Using functional MRI technology, Dr. Amanda Bruce and a team of researchers at the University of Kansas Medical Center observed brain activity in children while watching both food advertisements and non–food related ads. According to Bruce, the more activity there was in this region, the more the child valued the food or the commercial. The results of the study, published Thursday in the Journal of Pediatrics, indicated that during the food commercials there was more activity in the portion of the brain that “encodes values and desires” than was observed during non-food advertising.

“It’s affecting kids at a physiological level, represented in the brain,” Bruce said. “It’s changing their choices in a way so that more importance is placed on taste rather than healthiness, and they’re making these decisions, more impulsive decisions, faster.”

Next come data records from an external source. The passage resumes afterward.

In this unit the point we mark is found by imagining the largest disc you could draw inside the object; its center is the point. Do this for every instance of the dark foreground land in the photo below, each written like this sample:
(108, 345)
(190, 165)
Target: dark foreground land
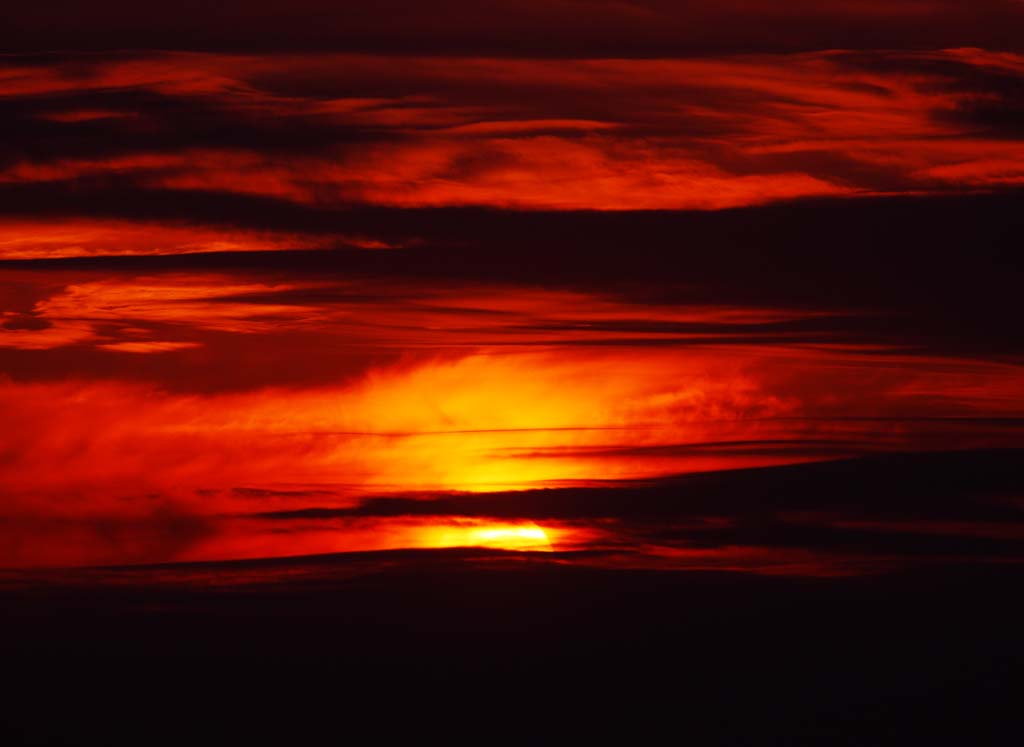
(486, 647)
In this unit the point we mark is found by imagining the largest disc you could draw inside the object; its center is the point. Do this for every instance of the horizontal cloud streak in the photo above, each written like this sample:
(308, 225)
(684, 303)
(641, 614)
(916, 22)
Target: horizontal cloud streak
(609, 134)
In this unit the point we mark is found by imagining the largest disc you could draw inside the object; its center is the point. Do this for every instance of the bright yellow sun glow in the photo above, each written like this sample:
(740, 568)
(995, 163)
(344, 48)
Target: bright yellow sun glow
(500, 536)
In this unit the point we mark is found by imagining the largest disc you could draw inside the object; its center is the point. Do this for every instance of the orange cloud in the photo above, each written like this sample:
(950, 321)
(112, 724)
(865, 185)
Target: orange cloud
(606, 134)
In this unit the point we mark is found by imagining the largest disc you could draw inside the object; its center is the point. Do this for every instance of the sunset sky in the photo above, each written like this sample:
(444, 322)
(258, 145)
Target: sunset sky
(730, 285)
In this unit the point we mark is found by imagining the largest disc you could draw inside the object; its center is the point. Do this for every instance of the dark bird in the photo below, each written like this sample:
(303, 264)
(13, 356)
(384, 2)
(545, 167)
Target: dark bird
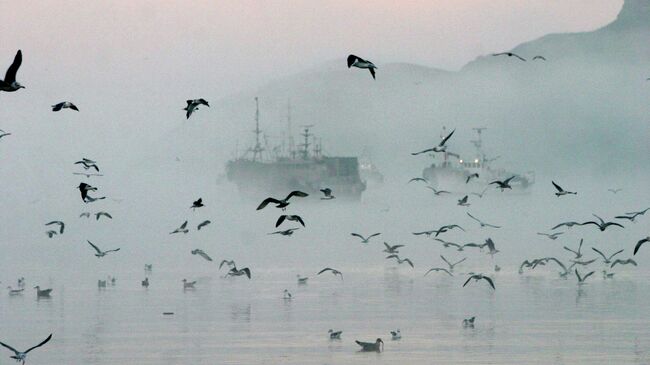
(623, 262)
(478, 277)
(59, 223)
(10, 84)
(334, 272)
(607, 259)
(509, 54)
(64, 105)
(21, 356)
(641, 242)
(197, 204)
(469, 177)
(355, 61)
(561, 191)
(505, 184)
(180, 229)
(202, 224)
(201, 253)
(101, 253)
(292, 218)
(364, 239)
(441, 147)
(284, 202)
(193, 105)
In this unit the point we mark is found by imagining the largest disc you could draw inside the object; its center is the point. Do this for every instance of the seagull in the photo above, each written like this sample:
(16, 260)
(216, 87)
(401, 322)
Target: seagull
(334, 335)
(282, 203)
(436, 269)
(552, 236)
(328, 194)
(101, 253)
(602, 225)
(483, 224)
(59, 223)
(392, 249)
(441, 147)
(364, 239)
(478, 277)
(201, 253)
(84, 189)
(581, 279)
(505, 184)
(202, 224)
(451, 266)
(400, 261)
(10, 84)
(334, 271)
(606, 259)
(181, 229)
(292, 218)
(561, 191)
(469, 177)
(577, 253)
(376, 346)
(104, 214)
(396, 335)
(286, 232)
(509, 54)
(20, 356)
(197, 204)
(641, 242)
(623, 262)
(192, 105)
(64, 105)
(355, 61)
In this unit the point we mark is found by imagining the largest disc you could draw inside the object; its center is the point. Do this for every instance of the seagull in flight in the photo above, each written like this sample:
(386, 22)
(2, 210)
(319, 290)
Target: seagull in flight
(561, 191)
(192, 105)
(282, 203)
(364, 239)
(101, 253)
(59, 223)
(64, 105)
(334, 271)
(201, 253)
(607, 259)
(483, 224)
(10, 84)
(441, 147)
(355, 61)
(21, 356)
(509, 54)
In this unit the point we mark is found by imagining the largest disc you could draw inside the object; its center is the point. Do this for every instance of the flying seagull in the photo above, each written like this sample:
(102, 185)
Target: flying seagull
(64, 105)
(483, 224)
(364, 239)
(334, 272)
(282, 203)
(509, 54)
(292, 218)
(561, 191)
(59, 223)
(21, 356)
(355, 61)
(180, 229)
(201, 253)
(192, 105)
(101, 253)
(10, 84)
(441, 147)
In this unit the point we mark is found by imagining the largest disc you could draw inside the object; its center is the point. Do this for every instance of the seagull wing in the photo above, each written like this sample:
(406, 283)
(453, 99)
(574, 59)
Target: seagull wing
(10, 76)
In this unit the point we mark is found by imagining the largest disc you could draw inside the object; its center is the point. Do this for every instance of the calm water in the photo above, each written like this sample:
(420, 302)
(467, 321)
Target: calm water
(532, 318)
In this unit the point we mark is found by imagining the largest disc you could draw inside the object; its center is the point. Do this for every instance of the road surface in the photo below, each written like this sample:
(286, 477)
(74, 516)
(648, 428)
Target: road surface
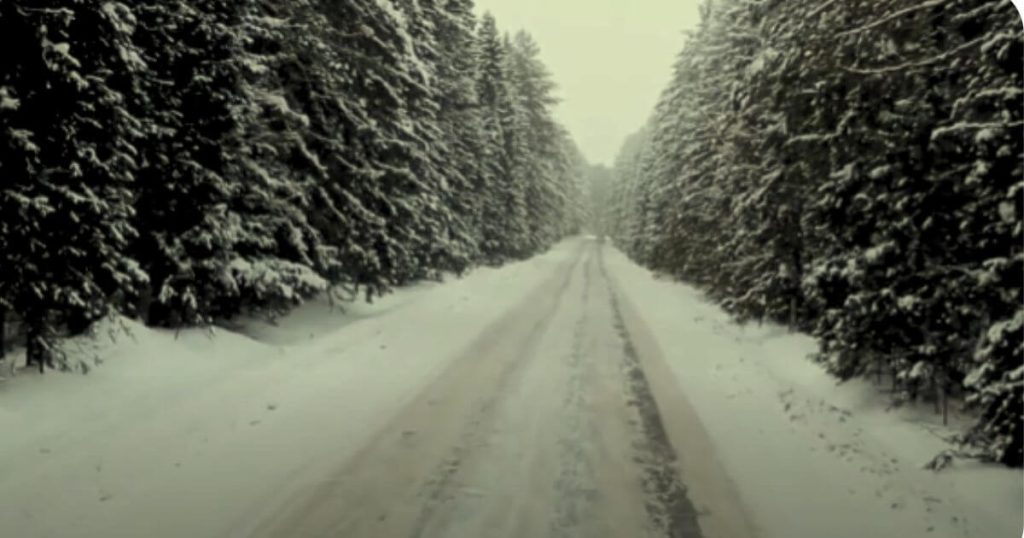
(558, 420)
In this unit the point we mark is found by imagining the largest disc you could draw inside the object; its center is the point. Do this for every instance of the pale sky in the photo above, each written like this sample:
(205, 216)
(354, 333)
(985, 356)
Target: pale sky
(610, 58)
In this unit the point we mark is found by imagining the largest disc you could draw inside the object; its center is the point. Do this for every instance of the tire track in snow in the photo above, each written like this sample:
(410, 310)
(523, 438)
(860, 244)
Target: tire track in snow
(438, 488)
(574, 485)
(670, 509)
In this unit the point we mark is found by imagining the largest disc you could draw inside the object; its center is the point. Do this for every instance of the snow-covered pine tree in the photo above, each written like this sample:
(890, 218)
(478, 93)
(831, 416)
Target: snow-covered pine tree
(534, 89)
(68, 160)
(459, 120)
(504, 211)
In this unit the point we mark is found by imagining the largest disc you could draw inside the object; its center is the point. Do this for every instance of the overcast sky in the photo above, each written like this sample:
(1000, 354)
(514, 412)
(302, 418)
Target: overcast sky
(610, 58)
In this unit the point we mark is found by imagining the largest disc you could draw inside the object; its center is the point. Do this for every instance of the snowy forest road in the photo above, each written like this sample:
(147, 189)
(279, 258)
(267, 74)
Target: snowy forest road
(548, 424)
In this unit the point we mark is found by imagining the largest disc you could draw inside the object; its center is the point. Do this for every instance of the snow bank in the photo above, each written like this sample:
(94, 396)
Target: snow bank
(809, 457)
(181, 435)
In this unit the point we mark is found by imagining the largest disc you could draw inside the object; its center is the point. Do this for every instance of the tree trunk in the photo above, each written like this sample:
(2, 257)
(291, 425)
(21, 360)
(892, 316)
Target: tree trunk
(34, 347)
(3, 332)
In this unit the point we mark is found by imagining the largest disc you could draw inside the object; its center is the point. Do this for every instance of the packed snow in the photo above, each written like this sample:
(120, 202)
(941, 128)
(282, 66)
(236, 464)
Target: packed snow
(197, 433)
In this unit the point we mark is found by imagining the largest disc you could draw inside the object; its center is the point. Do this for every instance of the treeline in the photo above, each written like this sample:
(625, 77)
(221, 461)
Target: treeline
(851, 168)
(183, 161)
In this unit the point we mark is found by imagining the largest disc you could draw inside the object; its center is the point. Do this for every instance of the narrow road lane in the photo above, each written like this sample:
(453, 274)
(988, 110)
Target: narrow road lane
(547, 425)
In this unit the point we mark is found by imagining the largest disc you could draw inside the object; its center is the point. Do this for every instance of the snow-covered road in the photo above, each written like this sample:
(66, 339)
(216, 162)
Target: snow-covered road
(544, 425)
(572, 395)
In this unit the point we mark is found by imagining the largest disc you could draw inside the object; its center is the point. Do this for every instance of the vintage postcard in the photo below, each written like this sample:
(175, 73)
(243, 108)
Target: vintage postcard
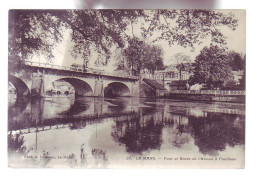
(117, 88)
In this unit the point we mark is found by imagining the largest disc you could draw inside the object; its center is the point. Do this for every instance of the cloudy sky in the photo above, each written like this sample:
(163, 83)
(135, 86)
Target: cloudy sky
(236, 40)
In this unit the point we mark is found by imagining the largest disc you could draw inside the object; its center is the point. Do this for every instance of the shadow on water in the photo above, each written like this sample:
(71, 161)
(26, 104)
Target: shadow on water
(138, 133)
(140, 126)
(80, 105)
(217, 131)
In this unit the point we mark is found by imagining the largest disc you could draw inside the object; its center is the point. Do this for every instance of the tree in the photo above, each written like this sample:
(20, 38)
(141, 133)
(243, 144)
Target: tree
(211, 67)
(188, 27)
(38, 31)
(140, 55)
(236, 61)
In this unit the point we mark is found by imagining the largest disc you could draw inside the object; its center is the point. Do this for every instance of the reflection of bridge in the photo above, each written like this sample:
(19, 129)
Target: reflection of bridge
(35, 78)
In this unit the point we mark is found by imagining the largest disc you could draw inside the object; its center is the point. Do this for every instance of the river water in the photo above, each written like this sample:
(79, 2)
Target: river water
(61, 132)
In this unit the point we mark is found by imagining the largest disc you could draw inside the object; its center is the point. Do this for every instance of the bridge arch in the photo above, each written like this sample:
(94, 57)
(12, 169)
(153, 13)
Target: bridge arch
(115, 89)
(21, 87)
(82, 88)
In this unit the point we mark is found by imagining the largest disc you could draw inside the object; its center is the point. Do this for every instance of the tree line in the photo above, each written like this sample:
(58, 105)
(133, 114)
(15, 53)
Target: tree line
(39, 31)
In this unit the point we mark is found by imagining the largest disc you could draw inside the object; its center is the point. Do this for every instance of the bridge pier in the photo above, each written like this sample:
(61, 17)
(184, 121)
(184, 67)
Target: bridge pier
(35, 81)
(99, 88)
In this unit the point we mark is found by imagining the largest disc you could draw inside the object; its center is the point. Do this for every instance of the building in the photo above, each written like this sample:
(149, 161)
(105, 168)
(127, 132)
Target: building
(168, 77)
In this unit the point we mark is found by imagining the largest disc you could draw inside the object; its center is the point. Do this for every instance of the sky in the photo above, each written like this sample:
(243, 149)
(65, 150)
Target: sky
(236, 40)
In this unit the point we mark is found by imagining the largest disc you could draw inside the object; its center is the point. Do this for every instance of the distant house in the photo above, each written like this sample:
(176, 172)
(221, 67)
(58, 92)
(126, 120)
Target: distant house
(178, 85)
(167, 76)
(237, 75)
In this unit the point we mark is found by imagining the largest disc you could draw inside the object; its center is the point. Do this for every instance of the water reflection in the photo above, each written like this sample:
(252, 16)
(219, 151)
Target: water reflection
(97, 129)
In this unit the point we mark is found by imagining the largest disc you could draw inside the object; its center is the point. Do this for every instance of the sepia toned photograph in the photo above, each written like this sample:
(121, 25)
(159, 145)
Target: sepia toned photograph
(121, 88)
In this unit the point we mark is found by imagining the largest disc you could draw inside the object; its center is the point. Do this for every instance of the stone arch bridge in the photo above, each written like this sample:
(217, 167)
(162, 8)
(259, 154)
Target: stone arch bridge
(34, 79)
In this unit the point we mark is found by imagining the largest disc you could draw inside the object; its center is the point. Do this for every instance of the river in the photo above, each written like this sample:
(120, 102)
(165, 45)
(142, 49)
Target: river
(88, 132)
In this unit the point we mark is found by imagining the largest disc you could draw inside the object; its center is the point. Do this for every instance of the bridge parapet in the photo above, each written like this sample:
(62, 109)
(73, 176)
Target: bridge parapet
(77, 69)
(210, 92)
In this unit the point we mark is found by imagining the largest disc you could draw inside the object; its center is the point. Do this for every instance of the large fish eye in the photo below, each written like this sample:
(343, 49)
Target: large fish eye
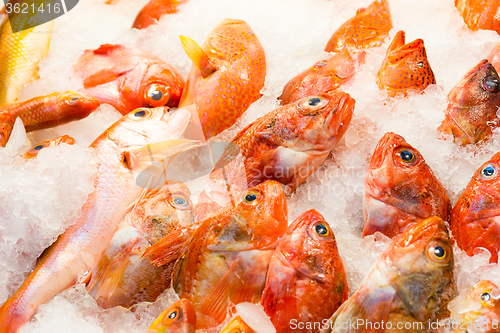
(311, 105)
(489, 171)
(252, 198)
(439, 253)
(180, 201)
(490, 84)
(157, 95)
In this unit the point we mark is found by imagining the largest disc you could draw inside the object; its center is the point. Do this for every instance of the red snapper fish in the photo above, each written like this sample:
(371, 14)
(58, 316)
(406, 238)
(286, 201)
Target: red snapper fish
(226, 259)
(71, 258)
(400, 189)
(128, 78)
(326, 75)
(368, 28)
(405, 67)
(480, 14)
(286, 145)
(46, 111)
(178, 318)
(475, 218)
(472, 105)
(227, 75)
(121, 277)
(152, 12)
(306, 281)
(411, 283)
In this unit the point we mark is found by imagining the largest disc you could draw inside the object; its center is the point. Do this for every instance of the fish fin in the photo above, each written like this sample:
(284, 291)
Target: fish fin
(168, 249)
(241, 283)
(7, 122)
(279, 299)
(198, 56)
(102, 77)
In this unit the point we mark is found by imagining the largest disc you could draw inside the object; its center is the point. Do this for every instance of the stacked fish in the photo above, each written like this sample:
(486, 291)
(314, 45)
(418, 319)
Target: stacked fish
(140, 234)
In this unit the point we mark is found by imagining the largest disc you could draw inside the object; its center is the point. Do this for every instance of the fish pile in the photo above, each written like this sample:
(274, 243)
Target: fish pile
(211, 187)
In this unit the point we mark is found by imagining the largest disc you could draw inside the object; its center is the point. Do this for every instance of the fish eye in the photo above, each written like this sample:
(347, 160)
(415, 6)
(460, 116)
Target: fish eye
(490, 84)
(140, 113)
(157, 95)
(439, 253)
(321, 63)
(489, 171)
(311, 105)
(252, 198)
(180, 201)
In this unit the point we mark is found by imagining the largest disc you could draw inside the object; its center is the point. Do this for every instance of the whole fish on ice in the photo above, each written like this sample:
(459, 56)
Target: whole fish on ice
(128, 78)
(400, 189)
(227, 75)
(75, 253)
(46, 111)
(405, 67)
(368, 28)
(306, 281)
(411, 283)
(472, 105)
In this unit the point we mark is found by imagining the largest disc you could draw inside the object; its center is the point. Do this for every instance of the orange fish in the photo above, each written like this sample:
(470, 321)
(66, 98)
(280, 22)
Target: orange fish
(225, 260)
(33, 152)
(472, 105)
(227, 75)
(128, 78)
(405, 67)
(121, 278)
(411, 283)
(369, 28)
(480, 14)
(152, 12)
(306, 281)
(478, 310)
(474, 218)
(286, 145)
(400, 189)
(46, 111)
(178, 318)
(72, 257)
(324, 76)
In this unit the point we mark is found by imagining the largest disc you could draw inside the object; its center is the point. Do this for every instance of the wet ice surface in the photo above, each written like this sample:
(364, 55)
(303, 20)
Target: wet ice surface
(41, 197)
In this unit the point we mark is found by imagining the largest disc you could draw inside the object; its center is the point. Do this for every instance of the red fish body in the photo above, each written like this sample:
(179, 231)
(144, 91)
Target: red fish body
(472, 105)
(128, 78)
(306, 281)
(286, 145)
(121, 278)
(475, 218)
(480, 14)
(226, 258)
(178, 318)
(46, 111)
(405, 67)
(72, 257)
(227, 75)
(369, 28)
(152, 12)
(411, 283)
(326, 75)
(400, 189)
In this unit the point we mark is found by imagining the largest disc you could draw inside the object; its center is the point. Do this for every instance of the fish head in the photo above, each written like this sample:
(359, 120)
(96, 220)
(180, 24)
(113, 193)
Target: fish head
(178, 318)
(474, 102)
(256, 222)
(310, 247)
(33, 151)
(405, 67)
(313, 124)
(420, 267)
(78, 103)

RELATED: Kids Say Commercials Make Them Pester Parents for Junk Food

The average kid in the United States will see an average of 4,000 food-related advertisements per year, and 98 percent of those ads are for food high in fat, sugar, or sodium, according to a 2006 study. Other behavioral studies find that children pester their parents for junk food seen in advertisements even if they know that the food is unhealthy.

Bruce says that the findings are of concern because it appears that food habits are formed in childhood and are carried over into adulthood. There are approximately 41 million obese children under the age of five worldwide, and research shows that obese children are likely to become obese adults. Children show increased activity in the reward-and-value region of the brain but do not yet have their self-control region fully developed. This results in an imbalance between the desire for unhealthy foods and the discipline needed to rein in the cravings to maintain a healthy diet. In light of that uneven brain development, a number of countries, including the United Kingdom, have banned unhealthy advertising during children’s television shows.

The new study “continues to raise questions about how ethical is it to market unhealthy foods to children particularly when we know that there’s a significant proportion of the population, both adults and kids, that struggle when carrying excess weight,” Bruce said.